The Icelandic banks: a case of a gigantic market manipulation?
As the crisis hit in 2007 the Icelandic banks could not make use of margin calls because their largest debtors seriously put the banks’ position at risk – a typical example of what happens when the power in a bank’s client relation is reversed: the bank loses the stronghold on a client that has borrowed far beyond all sensible and justifiable limits. I’ve already pointed out the similarities to corrupt Italian banks. But the banks were also seriously hampered in making margin calls among smaller clients who had pledged the banks’ own shares.
In reality, many of the loans against the banks’ shares, particularly prevalent at Kaupthing (and not only towards the end) were no ordinary loans. It’s more precise to describe these transactions as ‘parking’ – the banks, especially Kaupthing, didn’t want just whoever to own shares so they ‘parked’ the shares with friendly partners. The banks wanted to control the shares, originally perhaps to avoid a hostile take-over, later to keep the share price at a level that the bank itself found satisfactory.
At Kaupthing, many employees borrowed from the bank to buy Kauphting shares with the shares as collateral. These sums were often far beyond what the employees’ salaries could reasonably justify.

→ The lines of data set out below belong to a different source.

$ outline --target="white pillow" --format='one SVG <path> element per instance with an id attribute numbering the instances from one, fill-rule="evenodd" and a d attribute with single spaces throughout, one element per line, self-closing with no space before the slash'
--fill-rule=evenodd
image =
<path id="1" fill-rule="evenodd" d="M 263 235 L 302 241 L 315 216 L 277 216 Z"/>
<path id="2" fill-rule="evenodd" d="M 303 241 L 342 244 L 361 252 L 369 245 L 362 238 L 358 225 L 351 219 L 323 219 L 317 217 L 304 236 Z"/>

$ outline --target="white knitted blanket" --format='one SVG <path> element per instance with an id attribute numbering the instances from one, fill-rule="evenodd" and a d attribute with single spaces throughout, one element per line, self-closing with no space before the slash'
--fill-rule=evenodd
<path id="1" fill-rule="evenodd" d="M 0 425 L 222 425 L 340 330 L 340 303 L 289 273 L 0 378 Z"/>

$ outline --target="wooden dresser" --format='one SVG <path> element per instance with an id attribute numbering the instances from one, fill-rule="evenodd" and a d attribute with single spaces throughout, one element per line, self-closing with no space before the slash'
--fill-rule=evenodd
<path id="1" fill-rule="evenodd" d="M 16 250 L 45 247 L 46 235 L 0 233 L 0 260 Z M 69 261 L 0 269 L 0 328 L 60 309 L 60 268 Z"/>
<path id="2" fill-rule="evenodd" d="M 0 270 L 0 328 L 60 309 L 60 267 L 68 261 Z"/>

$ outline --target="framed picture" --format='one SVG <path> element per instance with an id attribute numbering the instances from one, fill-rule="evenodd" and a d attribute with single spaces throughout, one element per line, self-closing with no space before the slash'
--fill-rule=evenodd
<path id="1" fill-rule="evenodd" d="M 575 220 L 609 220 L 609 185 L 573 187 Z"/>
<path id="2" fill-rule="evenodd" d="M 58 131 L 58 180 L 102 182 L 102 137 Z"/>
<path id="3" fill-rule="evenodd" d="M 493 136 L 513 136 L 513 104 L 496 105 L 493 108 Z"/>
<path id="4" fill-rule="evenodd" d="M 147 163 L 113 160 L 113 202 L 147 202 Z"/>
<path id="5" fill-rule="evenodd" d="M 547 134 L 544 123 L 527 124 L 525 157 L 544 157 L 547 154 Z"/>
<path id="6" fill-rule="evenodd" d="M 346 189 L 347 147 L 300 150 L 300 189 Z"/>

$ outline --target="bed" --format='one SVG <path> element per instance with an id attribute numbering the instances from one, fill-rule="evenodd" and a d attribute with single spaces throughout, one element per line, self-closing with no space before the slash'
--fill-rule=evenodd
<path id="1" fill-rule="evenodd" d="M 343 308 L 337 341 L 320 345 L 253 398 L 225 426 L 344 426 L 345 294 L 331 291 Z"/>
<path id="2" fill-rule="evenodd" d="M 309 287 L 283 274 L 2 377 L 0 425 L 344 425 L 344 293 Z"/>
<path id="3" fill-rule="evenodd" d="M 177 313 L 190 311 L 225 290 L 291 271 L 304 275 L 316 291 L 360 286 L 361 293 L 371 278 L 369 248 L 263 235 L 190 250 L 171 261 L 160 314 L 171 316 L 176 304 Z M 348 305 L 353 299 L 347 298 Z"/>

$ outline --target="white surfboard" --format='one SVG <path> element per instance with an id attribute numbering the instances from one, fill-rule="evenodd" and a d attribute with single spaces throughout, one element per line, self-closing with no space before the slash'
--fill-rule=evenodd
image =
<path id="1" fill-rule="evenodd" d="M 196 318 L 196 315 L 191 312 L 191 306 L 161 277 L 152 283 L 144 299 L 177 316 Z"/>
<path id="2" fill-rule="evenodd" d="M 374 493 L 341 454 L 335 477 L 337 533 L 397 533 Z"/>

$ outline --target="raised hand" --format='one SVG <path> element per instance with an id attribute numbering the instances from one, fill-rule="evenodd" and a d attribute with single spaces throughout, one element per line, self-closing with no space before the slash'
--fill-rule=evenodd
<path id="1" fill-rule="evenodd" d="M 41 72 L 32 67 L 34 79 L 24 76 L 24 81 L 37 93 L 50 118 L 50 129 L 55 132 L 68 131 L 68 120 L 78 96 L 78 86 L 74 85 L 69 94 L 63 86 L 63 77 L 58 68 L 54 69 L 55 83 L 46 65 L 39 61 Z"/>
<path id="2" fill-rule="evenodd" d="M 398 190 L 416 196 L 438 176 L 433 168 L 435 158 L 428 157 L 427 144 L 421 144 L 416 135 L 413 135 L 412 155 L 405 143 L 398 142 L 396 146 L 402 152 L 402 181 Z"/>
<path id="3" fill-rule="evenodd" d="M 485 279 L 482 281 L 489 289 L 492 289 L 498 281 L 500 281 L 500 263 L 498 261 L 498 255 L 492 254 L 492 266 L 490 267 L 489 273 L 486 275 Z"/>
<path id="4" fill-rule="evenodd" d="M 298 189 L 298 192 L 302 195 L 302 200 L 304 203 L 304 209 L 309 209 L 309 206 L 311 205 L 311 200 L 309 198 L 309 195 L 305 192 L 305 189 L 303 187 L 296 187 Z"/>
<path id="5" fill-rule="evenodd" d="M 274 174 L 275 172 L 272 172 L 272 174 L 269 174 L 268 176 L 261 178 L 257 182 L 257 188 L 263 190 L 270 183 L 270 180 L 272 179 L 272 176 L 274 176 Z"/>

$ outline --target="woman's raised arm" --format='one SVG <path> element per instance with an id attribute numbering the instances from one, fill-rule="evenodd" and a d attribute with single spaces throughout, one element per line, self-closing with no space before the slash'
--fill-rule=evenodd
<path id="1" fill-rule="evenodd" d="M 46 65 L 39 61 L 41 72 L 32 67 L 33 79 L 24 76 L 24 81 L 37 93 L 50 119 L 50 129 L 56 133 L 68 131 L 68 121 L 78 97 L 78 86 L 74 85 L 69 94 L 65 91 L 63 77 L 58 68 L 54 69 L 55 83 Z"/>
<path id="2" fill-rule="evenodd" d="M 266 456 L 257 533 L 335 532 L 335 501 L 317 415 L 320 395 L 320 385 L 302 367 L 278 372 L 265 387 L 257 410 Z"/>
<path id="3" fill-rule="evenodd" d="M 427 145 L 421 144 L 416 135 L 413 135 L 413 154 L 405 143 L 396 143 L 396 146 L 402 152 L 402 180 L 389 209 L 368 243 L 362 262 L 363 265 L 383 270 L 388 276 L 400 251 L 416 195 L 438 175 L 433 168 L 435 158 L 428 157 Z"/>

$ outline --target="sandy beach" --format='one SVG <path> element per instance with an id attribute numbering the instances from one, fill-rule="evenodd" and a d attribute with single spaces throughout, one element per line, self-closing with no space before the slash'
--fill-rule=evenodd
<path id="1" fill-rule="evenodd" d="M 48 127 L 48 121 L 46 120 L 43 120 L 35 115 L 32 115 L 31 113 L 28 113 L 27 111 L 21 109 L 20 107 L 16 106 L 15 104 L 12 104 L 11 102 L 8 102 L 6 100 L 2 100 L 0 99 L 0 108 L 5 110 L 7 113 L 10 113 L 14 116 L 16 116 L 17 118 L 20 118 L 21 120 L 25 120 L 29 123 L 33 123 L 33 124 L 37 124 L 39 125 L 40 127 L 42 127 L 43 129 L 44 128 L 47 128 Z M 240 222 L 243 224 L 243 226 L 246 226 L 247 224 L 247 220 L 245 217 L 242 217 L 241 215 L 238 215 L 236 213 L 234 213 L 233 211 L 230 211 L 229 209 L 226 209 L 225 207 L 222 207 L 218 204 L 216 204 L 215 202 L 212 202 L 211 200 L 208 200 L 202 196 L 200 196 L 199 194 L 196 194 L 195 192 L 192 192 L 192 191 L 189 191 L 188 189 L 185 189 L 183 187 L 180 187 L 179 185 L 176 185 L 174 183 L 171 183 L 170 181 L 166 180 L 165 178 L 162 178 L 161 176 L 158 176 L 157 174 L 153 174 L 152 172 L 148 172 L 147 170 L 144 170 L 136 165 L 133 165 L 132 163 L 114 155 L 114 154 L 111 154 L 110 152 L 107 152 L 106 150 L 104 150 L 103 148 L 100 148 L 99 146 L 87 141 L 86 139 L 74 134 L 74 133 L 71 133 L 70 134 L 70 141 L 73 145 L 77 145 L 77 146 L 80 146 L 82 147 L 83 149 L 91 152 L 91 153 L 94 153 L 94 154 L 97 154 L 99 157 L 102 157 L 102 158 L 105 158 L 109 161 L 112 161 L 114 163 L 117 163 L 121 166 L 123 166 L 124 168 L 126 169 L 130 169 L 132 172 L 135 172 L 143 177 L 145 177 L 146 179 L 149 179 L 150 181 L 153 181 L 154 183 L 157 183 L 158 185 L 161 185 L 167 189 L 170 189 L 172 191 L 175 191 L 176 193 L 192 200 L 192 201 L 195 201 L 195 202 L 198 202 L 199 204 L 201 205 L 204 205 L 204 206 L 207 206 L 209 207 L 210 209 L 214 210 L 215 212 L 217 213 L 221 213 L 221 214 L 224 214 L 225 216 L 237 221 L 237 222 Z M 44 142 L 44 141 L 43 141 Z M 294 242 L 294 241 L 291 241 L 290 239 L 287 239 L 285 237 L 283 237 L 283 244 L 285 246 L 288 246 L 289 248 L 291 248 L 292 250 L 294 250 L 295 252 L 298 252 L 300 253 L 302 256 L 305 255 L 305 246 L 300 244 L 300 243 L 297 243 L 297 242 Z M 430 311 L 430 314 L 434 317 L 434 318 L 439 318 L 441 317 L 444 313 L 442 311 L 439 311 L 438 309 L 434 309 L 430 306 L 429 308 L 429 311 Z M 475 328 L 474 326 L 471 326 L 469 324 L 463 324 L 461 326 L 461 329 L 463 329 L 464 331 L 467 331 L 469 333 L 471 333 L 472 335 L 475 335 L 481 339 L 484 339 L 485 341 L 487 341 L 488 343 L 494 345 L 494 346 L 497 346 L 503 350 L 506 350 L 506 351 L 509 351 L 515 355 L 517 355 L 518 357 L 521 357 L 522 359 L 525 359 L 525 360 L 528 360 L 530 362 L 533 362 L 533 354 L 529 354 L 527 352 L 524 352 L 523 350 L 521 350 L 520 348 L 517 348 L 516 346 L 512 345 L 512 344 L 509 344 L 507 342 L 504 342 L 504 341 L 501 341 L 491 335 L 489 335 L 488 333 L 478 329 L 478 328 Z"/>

There are indications that the bank used pressure to induce the staff to make use of this offer that the bank said were ‘risk-free.’ In late 2002, as the share-price started to fall the bank couldn’t make margin calls on these loans thus leaving the employees who mostly didn’t have their shares in a limited liabilities holding company in a limbo. Just before the bank collapsed these employees were released of their responsibility for these loans. The legal wrangle on that decision is still unsolved. On the whole, these loans appear a horribly cynical action by the bank’s management that literally gambled with the employees’ future – a modern version of slavery.
This share ‘parking’ and other means the banks apparently used to keep up their share price is now under investigation in Iceland as market manipulation. It seems these tricks might have started well before the collapse in October 2008. If this proves to be the case investors and bond holders might well see a case for legal action against those responsible. At least one of the banks’ large creditors is preparing a case on these grounds.
It’s also interesting that the Serious Fraud Office is investigating Kaupthing with a team of eleven people. A possible market manipulation is most likely a part of that investigation.